Sierra’s parents credit her musical talent with fostering the family’s shared love of music.

"Sierra was the one that brought music to the entire family," said Beth. "We would pluck around on our guitars, but her love for that violin and what she could do with it at her age inspired us."

"She is the heart of our group," concurred Tim. "If she gave up the fiddle or playing the melody for our group, we would fall apart."

"Then Jake started a year after she did," added Beth, "and we said, ‘Hey, maybe we can build a band around this.’ "

A member of the New Jersey State Youth Orchestra, Sierra enjoys the diverse styles her violin lends itself to, and she is equally at ease playing a jig or a classical waltz.

"It has a split personality," she jokes about her instrument.

"Played classically, it’s a violin," explained Beth. "For bluegrass and old time, it’s a fiddle."

"I’m cool with playing the banjo," said Jake, who switched to that instrument after playing drums in the school band.

"I saw mom’s old banjo hanging on the wall and I picked it up, and mom taught me the basics," he said, breaking into a spirited chorus of the bluegrass anthem "Foggy Mountain Breakdown."

"It took Jake a few years to grow into playing the banjo," explained Tim. "Four years ago, he could hardly lift the thing. Now he’s grown into it."

The eighth-grader, who, along with his siblings, generally listens to pop music, said the banjo doesn’t limit him to bluegrass or old-time music.

"I can play classical," Jake explained. "I can play Beethoven’s Fifth Symphony, and it’s also modern."

Eilea quietly pursues playing the cello, an instrument her parents encouraged her to pick up because the bass was too large for her.

"I like the cello because it’s soft," she explained of her instrument’s voice, which matches her own quiet demeanor.

The youngest band member, Kiralee, is learning to play the guitar and enjoys showing off her proficiency with the egg and spoon, two primitive folk percussion instruments her parents introduced her to so that she could play along with the family band.

The family is building a repertoire of old-time and bluegrass tunes, such as "Down Yonder," an old-time, or Appalachian, tune, and "The Crawdad Song," a bluegrass standard.

"We play old-time, bluegrass and ethnic music like Scottish jigs, Cajun and Irish waltzes," said Beth. "We try to find music we can all play."

Why bluegrass music?

"Because whenever I walk in and hear bluegrass or old-timey playing, everybody’s happy; it makes you smile," she said.

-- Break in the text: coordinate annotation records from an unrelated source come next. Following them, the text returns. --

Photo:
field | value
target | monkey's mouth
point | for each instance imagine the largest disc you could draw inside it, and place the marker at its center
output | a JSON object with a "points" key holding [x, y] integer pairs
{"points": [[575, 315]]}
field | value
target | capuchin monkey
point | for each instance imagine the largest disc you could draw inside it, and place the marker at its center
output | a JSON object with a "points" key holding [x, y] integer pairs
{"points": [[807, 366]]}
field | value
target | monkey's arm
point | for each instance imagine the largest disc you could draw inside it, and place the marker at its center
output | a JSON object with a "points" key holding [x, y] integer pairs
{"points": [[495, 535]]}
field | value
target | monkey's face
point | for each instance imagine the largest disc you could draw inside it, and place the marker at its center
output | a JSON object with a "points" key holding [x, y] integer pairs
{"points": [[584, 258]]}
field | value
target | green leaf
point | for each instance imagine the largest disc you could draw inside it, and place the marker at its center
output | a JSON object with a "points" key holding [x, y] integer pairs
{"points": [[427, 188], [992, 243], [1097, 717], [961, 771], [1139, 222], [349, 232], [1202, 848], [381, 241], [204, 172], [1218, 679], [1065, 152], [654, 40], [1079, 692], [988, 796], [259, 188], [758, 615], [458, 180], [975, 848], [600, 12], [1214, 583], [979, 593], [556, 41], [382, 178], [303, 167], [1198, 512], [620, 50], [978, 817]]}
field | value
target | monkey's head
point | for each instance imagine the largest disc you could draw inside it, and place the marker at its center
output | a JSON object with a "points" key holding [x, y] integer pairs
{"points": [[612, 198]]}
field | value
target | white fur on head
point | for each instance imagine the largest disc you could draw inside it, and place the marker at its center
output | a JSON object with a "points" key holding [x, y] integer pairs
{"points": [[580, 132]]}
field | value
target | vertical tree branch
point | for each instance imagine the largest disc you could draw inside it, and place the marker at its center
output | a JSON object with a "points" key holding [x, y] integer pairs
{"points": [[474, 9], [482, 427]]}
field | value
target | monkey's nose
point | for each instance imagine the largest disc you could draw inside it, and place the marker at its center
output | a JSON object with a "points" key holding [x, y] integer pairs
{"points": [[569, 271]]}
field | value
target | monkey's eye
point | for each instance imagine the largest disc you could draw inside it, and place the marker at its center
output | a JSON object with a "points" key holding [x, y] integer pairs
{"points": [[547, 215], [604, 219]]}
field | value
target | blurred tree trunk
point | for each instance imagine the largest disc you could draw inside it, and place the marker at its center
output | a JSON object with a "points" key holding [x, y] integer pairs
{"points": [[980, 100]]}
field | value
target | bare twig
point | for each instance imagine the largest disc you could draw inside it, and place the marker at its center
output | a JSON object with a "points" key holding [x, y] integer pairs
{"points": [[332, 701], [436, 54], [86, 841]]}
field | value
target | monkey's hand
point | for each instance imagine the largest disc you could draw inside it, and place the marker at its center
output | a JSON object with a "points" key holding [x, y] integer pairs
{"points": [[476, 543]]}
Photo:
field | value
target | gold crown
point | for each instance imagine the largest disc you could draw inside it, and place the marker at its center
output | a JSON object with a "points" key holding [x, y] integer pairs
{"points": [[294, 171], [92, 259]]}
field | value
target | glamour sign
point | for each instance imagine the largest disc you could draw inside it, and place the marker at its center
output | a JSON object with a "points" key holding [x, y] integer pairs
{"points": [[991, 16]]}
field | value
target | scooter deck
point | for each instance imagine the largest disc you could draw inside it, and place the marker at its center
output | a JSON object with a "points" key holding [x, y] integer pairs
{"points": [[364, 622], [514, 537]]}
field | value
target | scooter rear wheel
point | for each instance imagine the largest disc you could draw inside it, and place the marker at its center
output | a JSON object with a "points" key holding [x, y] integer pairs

Bluegrass, Tim said, originated in the 1940s with Kentucky musician Bill Monroe, who is known as the Father of Bluegrass. The genre is enjoying a resurgence, thanks to a movie soundtrack that became a best seller.

"A lot of people were introduced to bluegrass by the movie Oh Brother, Where Art Thou?" Tim said, adding that contemporary bluegrass is tagged "newgrass."

The spontaneity and exuberance of bluegrass suits the family-style music sessions.

"This genre of music is less structured, more spontaneous," explained Tim.

"Everyone takes turns and puts in their own style," added Beth. "The fiddle player jumps in and starts to play, then steps back, and maybe the banjo player steps in and takes over the melody and does it a different way, and then the mandolin player, and so on."

"When you play classical music, it’s not like that," said Tim. "A Bach concerto today is played exactly the way it was played 10 years ago, which is exactly how it was played 100 years ago. There is only one way to play that piece of music, and people strive their entire lives to reach perfection in playing that piece of music. There is no perfection that you strive for in this type of music."

"Just joy," observed Beth. "Our reason for inspiring the children to play is for the joy of it."

Rooted in American folk tradition, bluegrass engenders the homespun values the Knotts seek to instill in their children. For this West Long Branch family, music is a tie that binds.